Posté le 19 janvier 2010

Esthétiquement c’est une réussite. Un décor majestueux, coloré, plateau tournant, grand escalier à la courbe sensuelle, passerelle en forme de balcon autour de l’orchestre…C’est beau et efficace. Et alors, et après ?
On sort de cette représentation du Balcon, nouvelle version 2004, d’après la production de Fribourg, ébloui par le décor et sa scénographie, mais où sont passés le texte de Jean Genet et la musique de Peter Eötvös? Quel ennui ! Un premier acte interminable. J’ai eu la chance d’avoir vu et entendu sur cette même scène de très grandes créations lyriques bordelaises basées sur des textes célèbres comme les « Noces de sang » de Federico Garcia Lorca, la « Charrue et les étoiles » de Sean O’Casey, « Colombe » de Jean Anouilh ou encore « Vu du pont »d’Arthur Miller etc. Les compositeurs épousaient musicalement les textes tout en les respectant. Cette production du Balcon me semble être du déjà vu et assez ringarde avec un texte qui attend la musique, et une musique qui attend le texte. En vérité, les phrases et les mots s’étirent au bon vouloir de la musique sans rien apporter de passionnant à l’oreille (même au contraire). La musique avec ses notes (ou sons) se promène entre les mots, comme si c’était chacun pour soi. Lorsqu’un compositeur s’attaque à un texte du répertoire, il devrait le respecter, sinon il devrait écrire son propre livret. De plus, ce décalage est amplifié par le surtitrage. Quelle idée de surtitrer un opéra français comme celui-ci quand les mots et les phrases sont tellement effilochés, hachés, décortiqués et que des phrases entières sont affichées alors que le débit du texte par les chanteurs-diseurs est d’un ralenti frôlant les exercices d’ateliers de diction. On attend patiemment la fin du texte affiché. C’est énervant !
Que dire de ces chanteurs-diseurs ? Ils campent parfaitement leurs divers personnages, mais le jeu semble être en permanence sous le regard du metteur en scène, Gerd Heinz. Certes, cette mise en scène hyperthéâtralisée est très précise. Elle est omniprésente comme le souhaitait Genet dans ses pièces. Les parties chorégraphiées à l’américaine sur rythme de jazz, nous apportent un peu de respiration.

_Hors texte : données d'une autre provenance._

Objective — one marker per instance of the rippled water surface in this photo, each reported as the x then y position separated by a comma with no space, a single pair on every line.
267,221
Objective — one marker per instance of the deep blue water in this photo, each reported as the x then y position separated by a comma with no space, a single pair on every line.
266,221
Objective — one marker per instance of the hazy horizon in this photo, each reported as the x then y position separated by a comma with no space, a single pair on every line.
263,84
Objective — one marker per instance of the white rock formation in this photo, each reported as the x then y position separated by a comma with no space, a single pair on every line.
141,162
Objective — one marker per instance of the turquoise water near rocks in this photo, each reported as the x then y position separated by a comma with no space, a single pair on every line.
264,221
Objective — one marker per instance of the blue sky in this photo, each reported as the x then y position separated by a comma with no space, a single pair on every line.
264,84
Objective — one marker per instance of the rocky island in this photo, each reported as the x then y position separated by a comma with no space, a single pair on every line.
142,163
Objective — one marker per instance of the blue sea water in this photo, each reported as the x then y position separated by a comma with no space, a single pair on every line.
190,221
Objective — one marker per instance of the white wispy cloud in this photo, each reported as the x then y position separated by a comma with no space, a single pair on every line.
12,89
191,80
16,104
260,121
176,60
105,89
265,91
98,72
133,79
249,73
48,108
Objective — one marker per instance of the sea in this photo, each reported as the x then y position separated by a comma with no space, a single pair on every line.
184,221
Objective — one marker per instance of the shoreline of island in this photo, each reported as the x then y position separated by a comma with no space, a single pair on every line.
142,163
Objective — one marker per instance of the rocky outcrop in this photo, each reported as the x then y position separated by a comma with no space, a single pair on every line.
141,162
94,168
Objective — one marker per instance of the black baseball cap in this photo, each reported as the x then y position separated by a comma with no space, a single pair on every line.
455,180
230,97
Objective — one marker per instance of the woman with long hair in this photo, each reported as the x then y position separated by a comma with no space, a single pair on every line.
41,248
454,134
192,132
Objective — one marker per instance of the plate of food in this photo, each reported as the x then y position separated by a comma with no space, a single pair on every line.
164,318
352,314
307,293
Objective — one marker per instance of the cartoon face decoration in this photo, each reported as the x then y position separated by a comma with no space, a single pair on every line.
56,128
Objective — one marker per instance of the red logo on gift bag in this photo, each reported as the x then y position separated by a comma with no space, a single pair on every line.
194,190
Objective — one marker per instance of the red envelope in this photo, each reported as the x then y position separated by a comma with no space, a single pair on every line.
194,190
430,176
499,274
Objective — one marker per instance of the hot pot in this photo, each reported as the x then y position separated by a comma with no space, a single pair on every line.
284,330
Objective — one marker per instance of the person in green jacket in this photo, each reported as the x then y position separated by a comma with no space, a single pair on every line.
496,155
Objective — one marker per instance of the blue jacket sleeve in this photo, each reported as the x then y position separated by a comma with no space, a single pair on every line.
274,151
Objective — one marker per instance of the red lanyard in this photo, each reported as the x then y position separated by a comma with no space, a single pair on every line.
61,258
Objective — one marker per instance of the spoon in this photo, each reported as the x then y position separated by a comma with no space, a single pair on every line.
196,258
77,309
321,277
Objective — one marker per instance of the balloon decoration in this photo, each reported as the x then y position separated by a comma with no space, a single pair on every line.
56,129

Le second acte, plus court, est plus dense. Aussi, l’action active le débit, et les phrasés sont moins ennuyeux. Le dénouement chanté par Madame Irma (Maria Ricarda Wesseling) est une magnifique page musicale. Elle vient s’ajouter au magnifique duo entre Chantal (Magdalena Anna Hofman) et Roger (Thomas Dolié). C’est peu pour 1h50 de spectacle.
Musicalement, j’ai pu apprécier le travail de précision de l’Orchestre National Bordeaux Aquitaine, de tous ses solistes musiciens que l’on aperçoit et entend sur scène dans des apparitions insolites et drôles. Kwamé Ryan à la baguette, l’oeil partout surveille tout autour de lui son petit monde de musiciens et de chanteurs-diseurs. Rien ne lui échappe. Bravo !
En conclusion, une soirée lyrique dont il ne reste même pas un arrière-goût de reviens-y. Il y avait bien longtemps que je n’avais pas vu autant de spectateurs quitter la salle en plein spectacle et voir autant de places vides après l’entracte. Dommage !
J’espère que les énormes moyens financiers octroyés à cette production ne viendront pas ternir les autres productions de l’année!